In the growth stage, competition begins to emerge as the trend is exposed to more consumers, gaining popularity. Thus, the original style of the trend will be modified for mass fashion, making it available at a lower price point.

The maturity stage is the longest period of the cycle. Competition becomes more intense making prices fall to appeal to the mass market. The original style is further modified as manufacturers use cheaper materials and labour, so products can be sold at an even lower price point.

In the decline stage, the trend will begin to go out of fashion, losing its popularity. Sales and profits will rapidly decrease, and retailers will but this style on sale to eliminate the obsolete stock (Kim, E., Fiore, A, M., Kim, H., 2011).

Role Of The Media

Ruth Staiman, former fashion director and current CEO of The Fashion Office, has stated that technology is the new fashion.

“Trend forecasting is a process that begins with colour and fabric predictions, trend selections and comes full circle with trade show and fashion show attendance. Before the internet, Fashion Direction was based on instinct.”

Sites such as Stylesight, Stylelist, My Pantone and Polyvore only add more information and data to the process. Information that was only available to Retail executives is now in the public domain and has pushed trend forecasting to a new level.”

Furthermore, Wendy Bendoni a Professor of Fashion Marketing has said that “tracking fashion trends used to mean traveling abroad about five times a year to review runway, retail and street fashion and the total process would take over a month.”

However, today with the support of media outlets and social media it can take up to only a few minutes to send footage of what people are currently wearing and what trends retailers are distributing changing the face of trend forecasting forever (Wright, M., 2010).

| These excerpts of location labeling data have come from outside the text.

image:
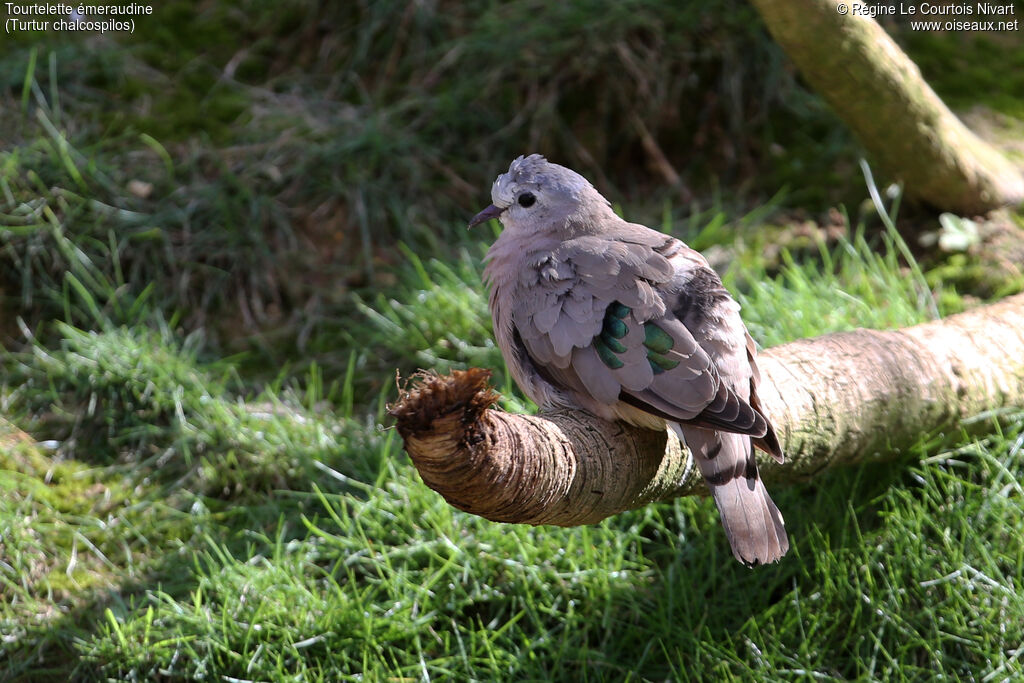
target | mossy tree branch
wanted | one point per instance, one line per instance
(880, 94)
(836, 399)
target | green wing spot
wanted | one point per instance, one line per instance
(613, 344)
(659, 364)
(656, 339)
(613, 328)
(607, 357)
(617, 309)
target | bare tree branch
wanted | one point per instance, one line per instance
(836, 399)
(880, 93)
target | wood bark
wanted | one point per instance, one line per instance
(879, 92)
(837, 399)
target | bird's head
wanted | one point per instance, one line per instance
(536, 196)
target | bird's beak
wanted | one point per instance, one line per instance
(485, 215)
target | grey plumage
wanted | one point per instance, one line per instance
(597, 313)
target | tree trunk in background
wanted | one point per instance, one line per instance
(880, 93)
(841, 398)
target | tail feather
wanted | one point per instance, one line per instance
(752, 521)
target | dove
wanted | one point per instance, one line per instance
(593, 312)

Social media is an ever-growing platform with an extremely competitive online environment. Social media has a large role to play in the modern-day market when it comes to trends and trend forecasting this is because, certain fashion statements often manage to attract an inordinate amount of attention, thus becoming a trend.

Much of the time, trends occur over social media because of the influence of popular members of the network when they project content which resonates with their following thus causing the content to propagate and gain popularity with a wider majority (Asur, S., Huberman, B, A., Szabo, G., Wang, C., 2011).

The modern-day consumer has more influence over the fashion industry than ever before through the power of social media; from the average person inspiring and influencing fashion designers to fashion bloggers influencing not only their followers but designers because they essentially have the same power as editors therefore, creating and developing new trends (Sellors, A,B., 2014).

The digital revolution has empowered people from all ends of the spectrum to take trend research into their own hands. Therefore, instead of a few trends emerging at the one time there is now a magnitude of trends surfacing simultaneously infiltrating one another (Illingworth, G., 2016).

Today’s trend forecasting is no longer demographic based but more dynamic, embedded within social and cultural frameworks as in recent years, communities have diversified, and consumer patterns have become more complex therefore, making trend forecasting more complex than ever before (Illingworth, G., 2016).